Kaczyński expelled Ziobro from PiS in 2011 after the men clashed over the direction of the party. Ziobro made his way back in to power by heading a small, right-wing party allied to Law and Justice (PiS) that is key to keeping its majority of 235 seats in the 460-member parliament.

‘Reassuring messages’

In other notable picks, Witold Waszczykowski was named foreign minister. He is seen as pro-American and an enemy of Radek Sikorski, the former foreign minister.

Also getting a top spot was Mariusz Kamiński, an anti-communist activist who returns as coordinator of Poland’s secret services. He was convicted of abuse of power by a Warsaw court in March and sentenced to three years in prison for his actions while running the elite Anti-Corruption Bureau under the previous PiS government; he has appealed the verdict.

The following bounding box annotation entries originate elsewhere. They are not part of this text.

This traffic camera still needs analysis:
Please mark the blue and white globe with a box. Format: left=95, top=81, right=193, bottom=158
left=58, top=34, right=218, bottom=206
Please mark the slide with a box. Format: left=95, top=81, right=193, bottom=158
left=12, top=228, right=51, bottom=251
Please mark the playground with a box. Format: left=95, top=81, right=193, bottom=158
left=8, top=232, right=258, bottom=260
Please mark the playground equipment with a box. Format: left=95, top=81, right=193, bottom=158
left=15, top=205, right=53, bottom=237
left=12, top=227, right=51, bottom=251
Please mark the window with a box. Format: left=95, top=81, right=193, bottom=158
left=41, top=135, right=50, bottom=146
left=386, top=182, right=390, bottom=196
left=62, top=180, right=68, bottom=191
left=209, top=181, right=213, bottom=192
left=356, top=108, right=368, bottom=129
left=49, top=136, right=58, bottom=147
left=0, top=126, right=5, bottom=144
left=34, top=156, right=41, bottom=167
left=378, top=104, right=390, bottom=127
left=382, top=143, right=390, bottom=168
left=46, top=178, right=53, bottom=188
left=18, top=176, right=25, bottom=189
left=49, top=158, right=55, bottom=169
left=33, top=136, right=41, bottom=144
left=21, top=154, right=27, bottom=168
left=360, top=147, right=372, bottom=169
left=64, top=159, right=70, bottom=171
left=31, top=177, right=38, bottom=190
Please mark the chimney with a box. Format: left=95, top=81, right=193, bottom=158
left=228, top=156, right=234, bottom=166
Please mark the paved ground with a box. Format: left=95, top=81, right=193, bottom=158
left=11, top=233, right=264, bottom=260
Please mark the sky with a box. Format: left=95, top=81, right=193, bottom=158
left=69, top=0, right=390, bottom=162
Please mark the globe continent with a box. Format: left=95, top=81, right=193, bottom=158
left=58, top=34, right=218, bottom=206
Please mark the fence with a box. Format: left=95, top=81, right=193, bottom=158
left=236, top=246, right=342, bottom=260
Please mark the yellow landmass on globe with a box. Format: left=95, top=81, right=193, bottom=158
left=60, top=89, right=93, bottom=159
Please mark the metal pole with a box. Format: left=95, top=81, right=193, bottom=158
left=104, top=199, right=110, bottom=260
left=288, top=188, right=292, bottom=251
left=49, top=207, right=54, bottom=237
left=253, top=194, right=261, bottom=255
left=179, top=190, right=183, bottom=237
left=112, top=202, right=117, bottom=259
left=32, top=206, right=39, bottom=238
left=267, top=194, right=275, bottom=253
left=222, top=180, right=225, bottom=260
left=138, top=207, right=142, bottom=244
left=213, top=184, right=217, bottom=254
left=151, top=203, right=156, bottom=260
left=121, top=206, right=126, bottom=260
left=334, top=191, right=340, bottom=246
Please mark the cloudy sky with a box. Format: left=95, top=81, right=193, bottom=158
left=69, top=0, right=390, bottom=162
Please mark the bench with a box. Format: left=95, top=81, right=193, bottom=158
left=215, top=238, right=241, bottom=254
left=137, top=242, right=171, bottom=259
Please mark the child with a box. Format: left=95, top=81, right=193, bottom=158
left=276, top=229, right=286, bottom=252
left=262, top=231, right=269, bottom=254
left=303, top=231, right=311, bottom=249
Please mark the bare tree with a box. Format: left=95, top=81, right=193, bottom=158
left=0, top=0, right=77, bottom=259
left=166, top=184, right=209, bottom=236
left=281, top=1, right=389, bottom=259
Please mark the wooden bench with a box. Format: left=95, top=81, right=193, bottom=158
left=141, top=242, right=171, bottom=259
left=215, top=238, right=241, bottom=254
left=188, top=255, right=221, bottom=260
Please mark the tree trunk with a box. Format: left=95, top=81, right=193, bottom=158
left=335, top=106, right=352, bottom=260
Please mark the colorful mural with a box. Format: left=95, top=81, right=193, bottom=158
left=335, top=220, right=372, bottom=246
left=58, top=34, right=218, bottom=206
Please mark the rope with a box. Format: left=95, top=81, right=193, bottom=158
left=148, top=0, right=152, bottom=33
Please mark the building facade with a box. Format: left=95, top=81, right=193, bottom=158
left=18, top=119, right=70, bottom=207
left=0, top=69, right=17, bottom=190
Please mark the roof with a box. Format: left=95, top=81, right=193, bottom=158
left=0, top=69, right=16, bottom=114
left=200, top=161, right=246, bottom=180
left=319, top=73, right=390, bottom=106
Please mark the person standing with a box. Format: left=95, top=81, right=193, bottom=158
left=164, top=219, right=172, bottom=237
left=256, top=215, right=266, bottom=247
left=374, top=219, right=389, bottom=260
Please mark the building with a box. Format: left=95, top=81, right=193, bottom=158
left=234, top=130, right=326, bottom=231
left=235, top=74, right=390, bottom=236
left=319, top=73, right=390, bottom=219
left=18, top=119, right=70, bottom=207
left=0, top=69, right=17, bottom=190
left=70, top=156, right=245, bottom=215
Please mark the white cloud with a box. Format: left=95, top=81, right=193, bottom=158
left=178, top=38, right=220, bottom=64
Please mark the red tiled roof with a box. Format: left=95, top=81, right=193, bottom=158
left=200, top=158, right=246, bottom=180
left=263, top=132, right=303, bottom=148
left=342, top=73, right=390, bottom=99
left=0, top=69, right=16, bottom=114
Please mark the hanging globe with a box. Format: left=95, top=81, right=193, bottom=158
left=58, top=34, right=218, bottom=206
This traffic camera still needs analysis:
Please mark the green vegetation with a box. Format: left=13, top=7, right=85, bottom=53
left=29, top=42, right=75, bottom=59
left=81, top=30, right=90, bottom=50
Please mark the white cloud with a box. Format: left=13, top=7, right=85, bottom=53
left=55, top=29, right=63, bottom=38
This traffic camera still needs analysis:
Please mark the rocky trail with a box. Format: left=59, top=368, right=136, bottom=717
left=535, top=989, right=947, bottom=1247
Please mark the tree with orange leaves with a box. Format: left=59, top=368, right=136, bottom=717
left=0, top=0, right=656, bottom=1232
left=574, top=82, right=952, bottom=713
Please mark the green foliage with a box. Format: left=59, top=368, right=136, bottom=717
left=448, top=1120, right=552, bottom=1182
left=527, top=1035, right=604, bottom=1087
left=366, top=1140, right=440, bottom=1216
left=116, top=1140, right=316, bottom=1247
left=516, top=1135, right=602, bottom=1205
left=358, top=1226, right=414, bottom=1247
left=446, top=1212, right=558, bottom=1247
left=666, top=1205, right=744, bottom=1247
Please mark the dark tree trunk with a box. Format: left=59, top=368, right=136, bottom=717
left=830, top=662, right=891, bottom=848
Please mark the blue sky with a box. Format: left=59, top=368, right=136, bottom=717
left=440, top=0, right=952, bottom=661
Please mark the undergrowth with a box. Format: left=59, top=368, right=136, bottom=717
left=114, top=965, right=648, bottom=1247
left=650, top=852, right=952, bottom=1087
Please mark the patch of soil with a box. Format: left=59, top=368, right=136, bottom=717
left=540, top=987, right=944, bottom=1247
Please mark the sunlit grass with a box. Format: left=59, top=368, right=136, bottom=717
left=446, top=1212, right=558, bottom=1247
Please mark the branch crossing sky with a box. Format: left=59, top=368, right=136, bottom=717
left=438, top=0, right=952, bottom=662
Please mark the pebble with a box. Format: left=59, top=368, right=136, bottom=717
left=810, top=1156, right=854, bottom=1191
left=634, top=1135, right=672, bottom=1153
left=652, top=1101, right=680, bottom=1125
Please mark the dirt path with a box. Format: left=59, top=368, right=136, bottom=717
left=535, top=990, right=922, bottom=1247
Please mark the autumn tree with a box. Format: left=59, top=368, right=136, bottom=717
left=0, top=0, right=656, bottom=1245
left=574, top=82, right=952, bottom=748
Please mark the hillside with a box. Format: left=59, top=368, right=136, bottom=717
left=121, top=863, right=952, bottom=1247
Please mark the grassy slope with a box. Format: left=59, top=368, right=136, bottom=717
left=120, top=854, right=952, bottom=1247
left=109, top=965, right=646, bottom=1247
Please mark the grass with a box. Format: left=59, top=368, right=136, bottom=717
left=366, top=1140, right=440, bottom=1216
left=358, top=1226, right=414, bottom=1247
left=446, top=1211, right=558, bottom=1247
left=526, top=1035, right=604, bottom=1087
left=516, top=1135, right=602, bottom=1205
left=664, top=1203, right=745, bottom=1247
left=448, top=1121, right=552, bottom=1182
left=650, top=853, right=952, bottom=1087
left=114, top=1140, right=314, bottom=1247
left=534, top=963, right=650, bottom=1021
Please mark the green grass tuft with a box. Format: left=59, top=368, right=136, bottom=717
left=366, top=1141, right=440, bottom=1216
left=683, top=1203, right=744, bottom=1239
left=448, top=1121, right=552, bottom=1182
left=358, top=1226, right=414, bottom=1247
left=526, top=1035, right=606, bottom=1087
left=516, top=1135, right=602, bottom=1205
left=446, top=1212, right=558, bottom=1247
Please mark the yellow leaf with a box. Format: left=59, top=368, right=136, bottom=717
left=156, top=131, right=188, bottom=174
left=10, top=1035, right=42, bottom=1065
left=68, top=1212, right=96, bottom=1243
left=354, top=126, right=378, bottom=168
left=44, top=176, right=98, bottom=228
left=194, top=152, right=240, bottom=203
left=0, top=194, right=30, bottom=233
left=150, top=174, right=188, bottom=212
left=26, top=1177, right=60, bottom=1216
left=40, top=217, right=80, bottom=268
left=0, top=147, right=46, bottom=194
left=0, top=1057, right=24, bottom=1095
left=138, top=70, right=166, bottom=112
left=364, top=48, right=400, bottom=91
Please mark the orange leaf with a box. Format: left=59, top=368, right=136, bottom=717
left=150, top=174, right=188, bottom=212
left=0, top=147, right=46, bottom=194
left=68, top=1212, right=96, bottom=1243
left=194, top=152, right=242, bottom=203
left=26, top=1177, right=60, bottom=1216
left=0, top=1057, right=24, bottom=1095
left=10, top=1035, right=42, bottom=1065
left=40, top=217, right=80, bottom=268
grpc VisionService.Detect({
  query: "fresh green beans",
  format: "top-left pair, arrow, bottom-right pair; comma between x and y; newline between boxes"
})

Konrad Szymański becomes minister for EU affairs. The MEP, who served from 2004-2014, was chosen several times by Polish media as the country’s best European parliamentarian.

The new government has come in for criticism because Andrzej Duda, the Polish president, said he was unaware that Wednesday’s EU leader’s summit in Malta will be followed by an informal meeting a day later to discuss the migration crisis — the same day he set for the first session of parliament. That means Poland may not be present alongside other EU heads.

“Szymański is supposed to send a reassuring foreign policy message that not much will change in Poland’s relationship with the EU,” said Maliszewski.

Mateusz Morawiecki, a former banking executive, becomes development minister and deputy prime minister. Markets have been worried that expensive promises made by PiS during the campaign could wreck Poland’s public finances and hurt banks. Morawiecki’s nomination to the top economic job in Szydło’s cabinet is intended to calm them.

“We think he solves a key problem for the PiS — having been a well-known and respected leader on economic policy,” wrote Peter Attard Montalto, an analyst with Nomura, the investment bank. “However, we believe he would only have been given the job by Kaczyński if he bought into the election campaign platform of PiS on economic policy.”

The government could be sworn in as early as Thursday.

The two weeks following the October 25 election have been marked by chaotic public relations that saw Szydło denigrated by senior members of the party, suggesting that Kaczyński was calling the shots.

“This is going to be a government of a weak prime minister surrounded by very powerful personalities,” said Maliszewski.